Memory is used to store a program's executable code and the data that is manipulated by that code. Overlays are one method used to limit the amount of memory used for storage of executable code. A program can store its data in static or dynamic memory. Static memory is allocated at the time the program is first loaded into memory by the operating system, and the amount of static memory used by a program is fixed. Dynamic memory, on the other hand, is allocated as needed at the request of the program during execution. Dynamic memory is assigned from a pool of available memory managed by the operating system that is often referred to as the heap. When the program finishes using a block of dynamic memory, it can return the memory to the heap. Note that static and dynamic memory are strictly software differentiations based on how memory is used. The kind of physical memory, be it standard RAM, extended, or expanded, is immaterial.

Prudent use of memory is enhanced by minimizing the software's reliance on static memory and maximizing its use of dynamic memory. The choice of programming language can have an important impact on the ability to do this, and C is particularly well suited for extensive use of dynamic memory. "Gas" is also defined as "any substance that produces a poisonous, irritating, or asphyxiating atmosphere." Software does not match this definition because it actually seems to create an atmosphere in which bugs thrive. Which takes me to the primary subject of this article -- bugs, specifically the kind that result from the use of C's dynamic memory features, and how to find and exterminate them.

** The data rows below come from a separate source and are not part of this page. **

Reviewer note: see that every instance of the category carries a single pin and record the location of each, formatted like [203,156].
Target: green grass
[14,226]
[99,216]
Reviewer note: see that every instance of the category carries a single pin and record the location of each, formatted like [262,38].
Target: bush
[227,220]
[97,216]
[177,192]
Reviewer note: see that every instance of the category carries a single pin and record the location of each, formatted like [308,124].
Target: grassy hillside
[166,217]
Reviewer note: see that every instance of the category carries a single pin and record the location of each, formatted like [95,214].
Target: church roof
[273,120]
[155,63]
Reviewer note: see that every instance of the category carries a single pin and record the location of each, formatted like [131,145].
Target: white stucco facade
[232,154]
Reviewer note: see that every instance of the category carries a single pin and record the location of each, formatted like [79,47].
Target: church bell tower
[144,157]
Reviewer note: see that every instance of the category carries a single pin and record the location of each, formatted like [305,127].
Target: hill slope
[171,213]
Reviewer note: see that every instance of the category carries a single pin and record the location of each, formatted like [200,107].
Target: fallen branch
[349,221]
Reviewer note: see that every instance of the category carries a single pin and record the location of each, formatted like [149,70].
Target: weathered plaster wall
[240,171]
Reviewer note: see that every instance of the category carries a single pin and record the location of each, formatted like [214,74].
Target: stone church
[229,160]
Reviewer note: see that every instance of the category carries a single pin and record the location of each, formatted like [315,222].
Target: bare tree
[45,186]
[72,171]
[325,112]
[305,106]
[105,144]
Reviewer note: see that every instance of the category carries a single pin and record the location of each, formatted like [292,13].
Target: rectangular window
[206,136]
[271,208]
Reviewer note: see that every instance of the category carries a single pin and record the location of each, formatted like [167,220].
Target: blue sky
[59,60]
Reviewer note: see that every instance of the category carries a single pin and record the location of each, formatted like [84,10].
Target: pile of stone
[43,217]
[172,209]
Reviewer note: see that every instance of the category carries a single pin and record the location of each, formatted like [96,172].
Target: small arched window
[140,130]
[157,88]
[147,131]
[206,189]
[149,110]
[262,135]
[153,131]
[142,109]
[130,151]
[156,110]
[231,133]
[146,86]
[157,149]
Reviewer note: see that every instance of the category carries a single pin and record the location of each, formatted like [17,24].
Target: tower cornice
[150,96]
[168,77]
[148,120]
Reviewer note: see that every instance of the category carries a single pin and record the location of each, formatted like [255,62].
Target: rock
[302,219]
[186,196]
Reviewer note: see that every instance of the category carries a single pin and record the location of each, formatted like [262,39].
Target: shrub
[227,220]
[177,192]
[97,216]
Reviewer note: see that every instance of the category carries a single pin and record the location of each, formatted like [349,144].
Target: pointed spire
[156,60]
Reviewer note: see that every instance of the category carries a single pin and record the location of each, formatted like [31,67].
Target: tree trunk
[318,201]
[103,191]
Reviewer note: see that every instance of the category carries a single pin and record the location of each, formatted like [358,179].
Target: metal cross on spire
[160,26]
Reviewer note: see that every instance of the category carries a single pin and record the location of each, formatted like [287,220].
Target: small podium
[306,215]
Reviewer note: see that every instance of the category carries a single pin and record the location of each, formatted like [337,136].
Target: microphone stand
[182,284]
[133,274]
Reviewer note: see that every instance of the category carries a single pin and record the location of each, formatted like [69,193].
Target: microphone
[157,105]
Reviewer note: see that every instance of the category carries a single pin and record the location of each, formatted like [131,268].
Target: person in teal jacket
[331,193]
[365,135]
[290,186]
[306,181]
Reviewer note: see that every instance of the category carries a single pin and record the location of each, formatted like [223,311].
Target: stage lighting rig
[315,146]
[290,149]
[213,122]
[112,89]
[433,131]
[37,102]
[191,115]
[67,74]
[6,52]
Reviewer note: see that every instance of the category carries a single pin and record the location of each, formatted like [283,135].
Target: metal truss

C's Dynamic Memory Capabilities

The standard C library provides four functions for managing dynamic memory: malloc, calloc, realloc, and free. A summary of the use of these functions is provided in Table 1. These functions are roughly equivalent to those provided in other languages (for example, Pascal/Modula-2's new and dispose). The real power comes from C's pointer and array concepts.

Table 1: C's dynamic memory allocation functions

  C Declaration         Function Description
  -------------------------------------------------------------------------

  char *malloc (size)  Allocates a block of size bytes of memory returning
  unsigned int size;   a pointer to the start of the block or NULL if
                       there is not enough memory available.

  char *calloc         Allocates and clears num contiguous blocks of memory
  (num, size)          each size bytes in length returning a pointer to the
  unsigned int num;    start of the block or NULL if there is not enough
  unsigned int size;   memory available.

  char *realloc        Adjusts size of allocated block.  Returns a pointer
  (ptr, size)          to the block of size bytes or NULL if there is not
  char *ptr;           enough memory available.  The original block may
  unsigned int size;   need to be moved to accommodate the new size.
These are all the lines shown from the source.